Marlin must have very quickly realized that Winchester had hit a home run with the WCF because they started working on Marlin’s own version of the chambering for the Marlin Model 1893 just a few months after Wichester rolled out the WCF.
There was no way that Marlin was going to reference a Winchester trade name in their own rifles, they never did that and they weren’t about to start now. Marlin didn’t make ammo, so they went up the road to Union Metallic Cartridge company (UMC) and had UMC whip up Marlin’s own version of the .30 WCF. They named it using the old military convention of using the bullet diameter followed by the grains of powder.

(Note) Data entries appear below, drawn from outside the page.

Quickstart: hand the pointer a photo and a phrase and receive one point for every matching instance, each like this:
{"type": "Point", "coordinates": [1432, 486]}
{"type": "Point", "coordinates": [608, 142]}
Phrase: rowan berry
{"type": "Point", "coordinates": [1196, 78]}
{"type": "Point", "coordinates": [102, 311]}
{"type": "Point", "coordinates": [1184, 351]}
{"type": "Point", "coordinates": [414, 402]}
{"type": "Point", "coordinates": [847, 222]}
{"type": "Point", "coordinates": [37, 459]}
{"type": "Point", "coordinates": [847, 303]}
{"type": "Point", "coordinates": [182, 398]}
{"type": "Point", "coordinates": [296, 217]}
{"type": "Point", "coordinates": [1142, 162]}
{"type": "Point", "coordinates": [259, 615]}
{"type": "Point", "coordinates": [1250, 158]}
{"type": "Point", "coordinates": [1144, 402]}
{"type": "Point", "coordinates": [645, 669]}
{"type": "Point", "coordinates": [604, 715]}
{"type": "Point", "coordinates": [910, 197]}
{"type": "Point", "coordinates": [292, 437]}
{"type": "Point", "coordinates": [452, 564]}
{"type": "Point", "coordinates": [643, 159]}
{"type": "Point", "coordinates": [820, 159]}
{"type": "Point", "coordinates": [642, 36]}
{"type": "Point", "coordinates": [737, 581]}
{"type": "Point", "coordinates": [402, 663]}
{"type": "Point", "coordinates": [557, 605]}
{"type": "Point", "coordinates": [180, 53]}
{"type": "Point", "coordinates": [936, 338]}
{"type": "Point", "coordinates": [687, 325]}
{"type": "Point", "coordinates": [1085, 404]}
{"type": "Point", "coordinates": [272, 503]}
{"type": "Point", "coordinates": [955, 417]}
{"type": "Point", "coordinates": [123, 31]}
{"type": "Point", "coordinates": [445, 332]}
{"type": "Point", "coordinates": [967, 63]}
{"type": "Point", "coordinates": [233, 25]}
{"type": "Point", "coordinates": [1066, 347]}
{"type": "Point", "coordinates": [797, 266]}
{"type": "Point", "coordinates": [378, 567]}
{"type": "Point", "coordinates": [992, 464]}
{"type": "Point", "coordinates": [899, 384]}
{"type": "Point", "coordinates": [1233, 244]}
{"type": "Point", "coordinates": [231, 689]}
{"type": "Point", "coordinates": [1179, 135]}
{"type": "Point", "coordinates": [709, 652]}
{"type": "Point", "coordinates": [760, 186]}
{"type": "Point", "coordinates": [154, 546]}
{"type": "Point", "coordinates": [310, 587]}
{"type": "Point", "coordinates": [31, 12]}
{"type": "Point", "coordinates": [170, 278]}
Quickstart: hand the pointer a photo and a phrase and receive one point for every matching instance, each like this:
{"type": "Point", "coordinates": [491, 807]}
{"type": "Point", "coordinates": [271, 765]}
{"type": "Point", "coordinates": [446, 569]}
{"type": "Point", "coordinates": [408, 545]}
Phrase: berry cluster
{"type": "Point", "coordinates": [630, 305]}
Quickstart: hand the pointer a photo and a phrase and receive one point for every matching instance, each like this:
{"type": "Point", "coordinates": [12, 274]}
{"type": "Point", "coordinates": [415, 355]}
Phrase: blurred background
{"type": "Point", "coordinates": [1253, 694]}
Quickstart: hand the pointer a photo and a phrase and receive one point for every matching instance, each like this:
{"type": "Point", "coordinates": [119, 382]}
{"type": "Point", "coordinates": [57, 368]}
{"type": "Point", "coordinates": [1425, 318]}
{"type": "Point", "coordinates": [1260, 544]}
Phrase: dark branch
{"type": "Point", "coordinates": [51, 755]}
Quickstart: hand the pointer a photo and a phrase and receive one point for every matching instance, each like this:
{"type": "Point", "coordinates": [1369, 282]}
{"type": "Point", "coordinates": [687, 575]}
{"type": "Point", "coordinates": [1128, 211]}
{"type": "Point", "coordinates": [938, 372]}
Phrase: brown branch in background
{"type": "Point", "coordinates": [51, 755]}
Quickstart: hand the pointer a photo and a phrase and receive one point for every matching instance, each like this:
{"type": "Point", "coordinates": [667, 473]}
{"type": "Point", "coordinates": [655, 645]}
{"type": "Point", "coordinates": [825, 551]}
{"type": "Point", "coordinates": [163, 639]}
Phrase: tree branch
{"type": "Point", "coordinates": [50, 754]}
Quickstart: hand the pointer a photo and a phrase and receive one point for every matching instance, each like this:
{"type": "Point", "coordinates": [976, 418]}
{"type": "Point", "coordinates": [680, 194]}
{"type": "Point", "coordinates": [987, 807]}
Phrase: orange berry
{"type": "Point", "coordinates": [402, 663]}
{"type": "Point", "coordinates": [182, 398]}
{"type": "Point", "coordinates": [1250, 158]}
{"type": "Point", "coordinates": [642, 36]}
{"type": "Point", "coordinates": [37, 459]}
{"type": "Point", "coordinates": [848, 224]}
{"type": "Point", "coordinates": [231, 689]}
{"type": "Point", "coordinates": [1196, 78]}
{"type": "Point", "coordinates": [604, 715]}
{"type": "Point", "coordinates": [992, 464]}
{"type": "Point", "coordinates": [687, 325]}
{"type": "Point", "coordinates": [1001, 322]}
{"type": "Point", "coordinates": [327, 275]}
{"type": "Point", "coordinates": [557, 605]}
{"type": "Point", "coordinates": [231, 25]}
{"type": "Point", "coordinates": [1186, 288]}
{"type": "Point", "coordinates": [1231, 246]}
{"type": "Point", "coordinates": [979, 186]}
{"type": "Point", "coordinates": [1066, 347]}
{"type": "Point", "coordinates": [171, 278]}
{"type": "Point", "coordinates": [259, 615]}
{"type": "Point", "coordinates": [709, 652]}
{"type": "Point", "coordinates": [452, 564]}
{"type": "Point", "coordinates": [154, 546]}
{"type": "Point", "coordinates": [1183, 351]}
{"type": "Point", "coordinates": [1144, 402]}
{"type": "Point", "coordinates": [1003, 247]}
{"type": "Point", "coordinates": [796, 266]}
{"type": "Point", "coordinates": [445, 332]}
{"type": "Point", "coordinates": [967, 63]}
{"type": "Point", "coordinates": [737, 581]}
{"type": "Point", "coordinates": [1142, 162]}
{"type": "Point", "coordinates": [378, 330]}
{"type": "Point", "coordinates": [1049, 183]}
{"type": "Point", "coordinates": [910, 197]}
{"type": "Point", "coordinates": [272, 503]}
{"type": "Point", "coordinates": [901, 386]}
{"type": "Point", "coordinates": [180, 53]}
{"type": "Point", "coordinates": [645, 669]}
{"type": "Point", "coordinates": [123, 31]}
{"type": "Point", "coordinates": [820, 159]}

But this got a little wierd. Since this all happened shortly after the “transitional period” from black powder to smokeless, I’m surprised the name didn’t backfire on Marlin / UMC. Because it takes fewer grains of smokeless powder compared to black powder, the .30-30 must have seemed relatively weak next to the old black powder designated loads like the .45-70, .45-90, etc. But apparently this didn’t slow things down a bit because whether you called it the .30 WCF or the .30-30, or the .30 Winchester Smokeless, it became one of the most successful cartridge offerings ever produced.
And it had an exceptionally long life compared to other transitional cartridges. It seemed like the road from black powder to smokeless was fraught with danger and so many of the chamberings that came out in this period were obsolete just a decade later.
We in the late 20th century were not able to replicate this feat until the short magnum craze in the last years of the century.